Is this provision being upheld when children are trafficked or denied access to
education, health care service or basic necessities of life—food, clothing and
shelter?
It is very hypocritical of
parents to neglect and exploit their children only to turn round and blame
government for rising insecurity. The estimated 13 million out of school
children definitely constitute clear and present danger to the rest of the
society as it is from their fold that insurgents and bandits are recruited.
Sexually or financially exploited children cannot grow up to be well behaved as
they often develop into beasts with no milk of human kindness. Many parents and guardians are also daily
exposing children to x-rated films and lurid musicals. How would such children
not become rapists, drug addicts and deviants?
Most shocking to me is this
phenomenon of buying children instead of legally adopting them from government
registered and controlled motherless homes or orphanages.

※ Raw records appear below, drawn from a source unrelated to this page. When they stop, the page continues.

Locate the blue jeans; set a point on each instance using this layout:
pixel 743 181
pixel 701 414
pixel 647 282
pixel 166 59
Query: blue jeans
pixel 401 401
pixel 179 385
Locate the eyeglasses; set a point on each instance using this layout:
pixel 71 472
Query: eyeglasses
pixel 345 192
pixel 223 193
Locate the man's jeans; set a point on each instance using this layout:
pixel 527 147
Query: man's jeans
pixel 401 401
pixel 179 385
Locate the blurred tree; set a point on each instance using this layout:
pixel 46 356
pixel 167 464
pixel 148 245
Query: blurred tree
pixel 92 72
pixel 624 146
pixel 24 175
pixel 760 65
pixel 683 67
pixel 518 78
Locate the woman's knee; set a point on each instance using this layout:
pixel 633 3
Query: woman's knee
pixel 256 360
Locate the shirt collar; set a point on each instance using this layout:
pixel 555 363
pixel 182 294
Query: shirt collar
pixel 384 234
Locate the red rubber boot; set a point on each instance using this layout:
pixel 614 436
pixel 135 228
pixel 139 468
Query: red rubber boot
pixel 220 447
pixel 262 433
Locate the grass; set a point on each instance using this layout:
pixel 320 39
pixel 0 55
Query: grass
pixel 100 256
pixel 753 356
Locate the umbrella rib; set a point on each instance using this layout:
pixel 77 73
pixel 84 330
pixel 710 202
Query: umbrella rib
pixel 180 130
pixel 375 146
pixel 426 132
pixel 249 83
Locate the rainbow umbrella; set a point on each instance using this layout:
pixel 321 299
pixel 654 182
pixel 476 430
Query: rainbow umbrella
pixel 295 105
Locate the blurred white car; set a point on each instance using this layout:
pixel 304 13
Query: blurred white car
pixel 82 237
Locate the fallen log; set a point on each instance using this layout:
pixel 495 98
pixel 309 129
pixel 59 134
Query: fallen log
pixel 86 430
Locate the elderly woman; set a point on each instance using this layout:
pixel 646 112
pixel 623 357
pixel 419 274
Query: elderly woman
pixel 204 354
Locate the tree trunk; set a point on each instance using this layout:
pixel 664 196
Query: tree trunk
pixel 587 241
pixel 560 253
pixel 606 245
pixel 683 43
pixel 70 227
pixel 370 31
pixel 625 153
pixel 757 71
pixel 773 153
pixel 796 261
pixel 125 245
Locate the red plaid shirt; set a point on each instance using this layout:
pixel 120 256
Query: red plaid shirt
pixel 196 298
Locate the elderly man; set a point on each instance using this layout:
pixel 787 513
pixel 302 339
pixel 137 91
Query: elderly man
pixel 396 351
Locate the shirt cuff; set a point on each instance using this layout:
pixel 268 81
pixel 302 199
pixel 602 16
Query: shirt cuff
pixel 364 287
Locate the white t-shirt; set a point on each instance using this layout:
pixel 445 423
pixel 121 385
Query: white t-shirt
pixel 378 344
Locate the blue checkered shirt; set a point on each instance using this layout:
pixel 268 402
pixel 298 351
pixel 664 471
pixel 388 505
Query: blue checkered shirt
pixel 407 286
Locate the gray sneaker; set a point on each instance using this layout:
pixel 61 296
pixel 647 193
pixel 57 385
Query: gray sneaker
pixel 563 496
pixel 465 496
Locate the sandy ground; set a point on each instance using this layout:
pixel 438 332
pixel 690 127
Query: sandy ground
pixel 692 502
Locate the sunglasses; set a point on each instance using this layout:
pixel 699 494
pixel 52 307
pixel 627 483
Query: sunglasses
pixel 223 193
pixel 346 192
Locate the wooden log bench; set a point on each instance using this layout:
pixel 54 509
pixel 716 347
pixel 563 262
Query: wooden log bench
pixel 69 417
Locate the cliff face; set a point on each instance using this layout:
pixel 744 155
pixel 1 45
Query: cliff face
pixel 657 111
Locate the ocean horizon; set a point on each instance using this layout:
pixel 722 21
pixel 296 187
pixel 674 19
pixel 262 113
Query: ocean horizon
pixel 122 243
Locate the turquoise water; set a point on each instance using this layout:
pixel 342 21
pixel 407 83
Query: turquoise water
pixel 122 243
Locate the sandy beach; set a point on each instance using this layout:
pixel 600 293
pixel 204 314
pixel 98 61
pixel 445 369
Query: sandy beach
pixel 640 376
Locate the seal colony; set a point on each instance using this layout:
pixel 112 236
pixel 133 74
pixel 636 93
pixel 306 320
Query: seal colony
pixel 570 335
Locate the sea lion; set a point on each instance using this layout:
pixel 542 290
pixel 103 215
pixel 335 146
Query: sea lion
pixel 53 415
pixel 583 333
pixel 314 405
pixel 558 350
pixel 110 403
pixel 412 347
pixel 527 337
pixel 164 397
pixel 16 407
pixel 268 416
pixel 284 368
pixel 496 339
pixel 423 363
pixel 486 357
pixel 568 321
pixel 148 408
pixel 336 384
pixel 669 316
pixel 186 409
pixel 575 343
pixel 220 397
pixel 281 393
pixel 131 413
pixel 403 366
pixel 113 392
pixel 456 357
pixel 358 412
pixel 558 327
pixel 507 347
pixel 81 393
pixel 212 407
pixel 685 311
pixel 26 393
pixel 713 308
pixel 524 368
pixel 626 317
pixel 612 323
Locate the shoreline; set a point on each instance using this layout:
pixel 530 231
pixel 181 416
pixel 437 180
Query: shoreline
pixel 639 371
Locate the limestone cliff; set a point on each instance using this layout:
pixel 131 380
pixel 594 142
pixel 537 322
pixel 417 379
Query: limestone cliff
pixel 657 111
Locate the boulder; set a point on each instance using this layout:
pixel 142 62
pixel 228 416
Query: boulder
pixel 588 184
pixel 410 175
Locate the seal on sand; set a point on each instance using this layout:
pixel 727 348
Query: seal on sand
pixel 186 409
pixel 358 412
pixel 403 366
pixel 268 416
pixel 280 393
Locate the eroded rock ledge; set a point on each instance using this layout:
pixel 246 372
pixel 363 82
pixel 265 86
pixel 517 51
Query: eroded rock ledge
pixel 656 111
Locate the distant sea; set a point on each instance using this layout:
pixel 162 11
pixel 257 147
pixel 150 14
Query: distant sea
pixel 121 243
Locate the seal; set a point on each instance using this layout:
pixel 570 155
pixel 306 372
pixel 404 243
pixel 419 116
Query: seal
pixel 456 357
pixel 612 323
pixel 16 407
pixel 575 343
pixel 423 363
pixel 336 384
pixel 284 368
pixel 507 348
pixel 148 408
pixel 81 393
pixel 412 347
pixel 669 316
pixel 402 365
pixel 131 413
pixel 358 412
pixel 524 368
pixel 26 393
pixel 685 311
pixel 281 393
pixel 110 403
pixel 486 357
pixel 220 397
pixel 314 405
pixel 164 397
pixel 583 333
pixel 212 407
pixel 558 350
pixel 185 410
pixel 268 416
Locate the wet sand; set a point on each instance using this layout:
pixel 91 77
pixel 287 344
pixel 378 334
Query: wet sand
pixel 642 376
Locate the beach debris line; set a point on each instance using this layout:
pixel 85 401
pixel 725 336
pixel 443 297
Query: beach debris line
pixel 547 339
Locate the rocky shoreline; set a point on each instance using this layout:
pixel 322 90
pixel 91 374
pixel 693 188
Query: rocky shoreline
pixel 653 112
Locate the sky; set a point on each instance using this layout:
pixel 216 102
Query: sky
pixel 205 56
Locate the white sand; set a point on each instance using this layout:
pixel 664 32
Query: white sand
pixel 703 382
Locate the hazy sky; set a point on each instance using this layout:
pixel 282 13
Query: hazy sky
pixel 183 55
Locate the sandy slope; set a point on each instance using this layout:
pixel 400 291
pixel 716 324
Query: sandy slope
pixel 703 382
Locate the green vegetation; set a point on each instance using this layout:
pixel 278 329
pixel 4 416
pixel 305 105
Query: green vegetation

It has been discovered
that many couples or women who decided to buy children also try to fool
neighbours, family members and friends with fake pregnancies. It is often when
there is blood donation and transfusion issues or paternity disputes leading to
DNA tests that such crimes are exposed.
Children are God’s heritage
and should be treasured. Selling off children to fend off poverty is a
wrong-headed solution. Buying children in order to douse the humiliation of
barrenness is likewise ill-advised and a misnomer. Such children are nothing
but bastards that will taint the family lineage. Couples need to embrace child
spacing and family planning methods. Birth control is very key to solving the
problem of unwanted pregnancies and children. Those who run child farming and
marketing or baby factories should know that it is not only an economic crime
against humanity but also against God. They should therefore desist from such
illegitimate and ignoble businesses.